Given the above case, the case of Christopher Tappin is even more curious.  He is wanted for trial in America for allegedly selling batteries to Iran (which might have been used on missiles).  He denies the charge, but, as with Jordan, we have an extradition agreement with the US which means that, in this case, as requested, we extradited Tappin to America.  What I find difficult about this case is that Tappin is likely to be kept in an American prison for up to 2 years while his case comes before the courts.  This although he is presumed innocent (presumably).  And in this case, for some reason, the European Court refused to become involved (perhaps his being European made him less interesting to them?).  He has now been released on bail pending trial on payment of $1m - quite a sum for an innocent foreigner.  Or does the question of aiding Iran's nuclear missile programme carry more weight than his innocence?

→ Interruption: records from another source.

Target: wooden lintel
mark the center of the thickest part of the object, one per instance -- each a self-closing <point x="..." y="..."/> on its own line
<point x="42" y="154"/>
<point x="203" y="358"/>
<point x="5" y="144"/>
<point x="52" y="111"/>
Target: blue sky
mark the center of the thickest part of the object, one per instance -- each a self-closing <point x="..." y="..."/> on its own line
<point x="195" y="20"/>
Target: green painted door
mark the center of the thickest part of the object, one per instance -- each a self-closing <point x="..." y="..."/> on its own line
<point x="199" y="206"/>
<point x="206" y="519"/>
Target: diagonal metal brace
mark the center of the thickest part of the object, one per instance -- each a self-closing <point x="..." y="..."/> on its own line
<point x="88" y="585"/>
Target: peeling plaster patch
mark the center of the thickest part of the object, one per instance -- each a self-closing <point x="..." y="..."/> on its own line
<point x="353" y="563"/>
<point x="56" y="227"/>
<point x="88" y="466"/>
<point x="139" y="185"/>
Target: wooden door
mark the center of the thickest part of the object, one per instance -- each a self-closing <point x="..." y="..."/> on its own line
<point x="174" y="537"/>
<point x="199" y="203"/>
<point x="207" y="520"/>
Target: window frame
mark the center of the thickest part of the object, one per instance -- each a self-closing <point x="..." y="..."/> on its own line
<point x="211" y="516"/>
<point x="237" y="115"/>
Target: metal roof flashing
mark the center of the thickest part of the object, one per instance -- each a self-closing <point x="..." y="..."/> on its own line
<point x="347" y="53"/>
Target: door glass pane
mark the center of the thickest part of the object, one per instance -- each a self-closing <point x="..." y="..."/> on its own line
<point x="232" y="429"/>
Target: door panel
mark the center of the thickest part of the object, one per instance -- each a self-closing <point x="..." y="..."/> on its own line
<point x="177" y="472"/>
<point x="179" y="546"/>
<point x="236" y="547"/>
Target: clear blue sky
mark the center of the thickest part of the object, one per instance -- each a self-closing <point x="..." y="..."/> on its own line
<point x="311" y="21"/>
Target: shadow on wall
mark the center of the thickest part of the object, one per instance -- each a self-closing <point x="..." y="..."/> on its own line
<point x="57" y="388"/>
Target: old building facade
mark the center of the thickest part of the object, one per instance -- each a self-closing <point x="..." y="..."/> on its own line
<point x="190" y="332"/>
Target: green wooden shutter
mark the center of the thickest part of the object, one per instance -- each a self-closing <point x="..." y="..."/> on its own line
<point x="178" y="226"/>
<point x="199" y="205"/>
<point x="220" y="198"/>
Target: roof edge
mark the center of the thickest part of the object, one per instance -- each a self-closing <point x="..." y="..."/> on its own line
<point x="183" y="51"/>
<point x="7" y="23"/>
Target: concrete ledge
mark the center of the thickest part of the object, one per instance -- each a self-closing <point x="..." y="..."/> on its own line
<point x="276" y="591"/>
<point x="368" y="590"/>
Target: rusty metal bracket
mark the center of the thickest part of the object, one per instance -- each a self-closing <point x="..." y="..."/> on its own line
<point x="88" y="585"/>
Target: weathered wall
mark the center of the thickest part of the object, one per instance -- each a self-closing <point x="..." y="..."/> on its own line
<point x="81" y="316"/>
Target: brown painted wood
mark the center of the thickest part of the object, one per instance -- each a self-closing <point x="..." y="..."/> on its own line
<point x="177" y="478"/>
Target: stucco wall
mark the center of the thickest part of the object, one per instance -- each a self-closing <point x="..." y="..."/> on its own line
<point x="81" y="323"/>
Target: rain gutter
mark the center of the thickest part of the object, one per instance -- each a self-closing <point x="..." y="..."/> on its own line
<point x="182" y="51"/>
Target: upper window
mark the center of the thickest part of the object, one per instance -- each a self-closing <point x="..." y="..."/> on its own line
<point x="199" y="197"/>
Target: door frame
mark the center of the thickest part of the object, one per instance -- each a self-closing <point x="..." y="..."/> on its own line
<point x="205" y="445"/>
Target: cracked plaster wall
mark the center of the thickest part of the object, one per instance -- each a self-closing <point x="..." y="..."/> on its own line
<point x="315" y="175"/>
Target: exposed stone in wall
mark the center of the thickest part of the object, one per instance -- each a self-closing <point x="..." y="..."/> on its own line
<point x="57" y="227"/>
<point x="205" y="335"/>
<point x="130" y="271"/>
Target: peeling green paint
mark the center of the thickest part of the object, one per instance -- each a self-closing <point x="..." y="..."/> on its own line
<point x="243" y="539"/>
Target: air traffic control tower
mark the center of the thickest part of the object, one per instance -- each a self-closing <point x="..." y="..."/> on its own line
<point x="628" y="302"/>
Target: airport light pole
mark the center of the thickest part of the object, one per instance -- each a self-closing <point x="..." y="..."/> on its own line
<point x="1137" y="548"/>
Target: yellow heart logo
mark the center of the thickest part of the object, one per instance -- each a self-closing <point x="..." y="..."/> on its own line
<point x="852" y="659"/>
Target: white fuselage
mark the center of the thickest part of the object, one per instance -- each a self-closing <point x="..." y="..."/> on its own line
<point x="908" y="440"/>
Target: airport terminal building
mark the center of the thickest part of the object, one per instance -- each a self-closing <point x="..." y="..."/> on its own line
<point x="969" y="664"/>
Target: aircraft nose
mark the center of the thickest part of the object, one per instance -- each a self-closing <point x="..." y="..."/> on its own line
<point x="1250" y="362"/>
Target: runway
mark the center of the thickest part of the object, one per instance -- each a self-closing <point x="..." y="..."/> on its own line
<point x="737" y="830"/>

Of more immediate currency here is the continuing News of the World saga.  When Mr Murdoch was the most influential media mogul in Britain, politicians were falling over themselves to meet him at parties or to invite his henchmen to private meals.  Such contacts can be traced back over the last 4 Governments.  Yet, now his star is in the descendant, the current media MInister (and even the PM) are under attack for their closeness to him.  The Labour leader said of the Minister, 'It beggars belief that he is still in his job'.  But it's not entirely clear to me where his guilt lies.  His office sent e-mails keeping Murdoch informed of progress on media decisions affecting him.  That seems no worse than speaking to him at a party or telephoning him, as previous PM's have done.  But there we are, I guess the Minister will have to bow to pressure and leave his job eventually, whether he is guilty of anything or not. 

Finally, on a different level, there is, pre-Olympics, a debate about the British lifetime ban on drugs cheats.  When they are caught, drug-using athletes always become contrite and often set up campaigns to help prevent other athletes making the same mistakes they made.  All very commendable.  But does this enforced change of heart mean that they are rehabilitated and should be forgiven and invited back into the British team?  I'm not so sure.  For once the rapid rehabilitation fails to impress me.  Yet how does that square with my view that rehabilitation is the aim?  Are drug cheats in sport more guilty than say a murderer that has completed his sentence? 

Clearly there is more to innocence and guilt than I used to think.  Do media and political campaigns sway my views or do they simply help increase the sense of guilt in the accused?  Should we continue to want to be shot of Abu Qatada because he is a nasty man (according to whom?  I've never met him, have you?)?  And should the British Olympic team welcome back the drug cheats, because actually they are all nice people? 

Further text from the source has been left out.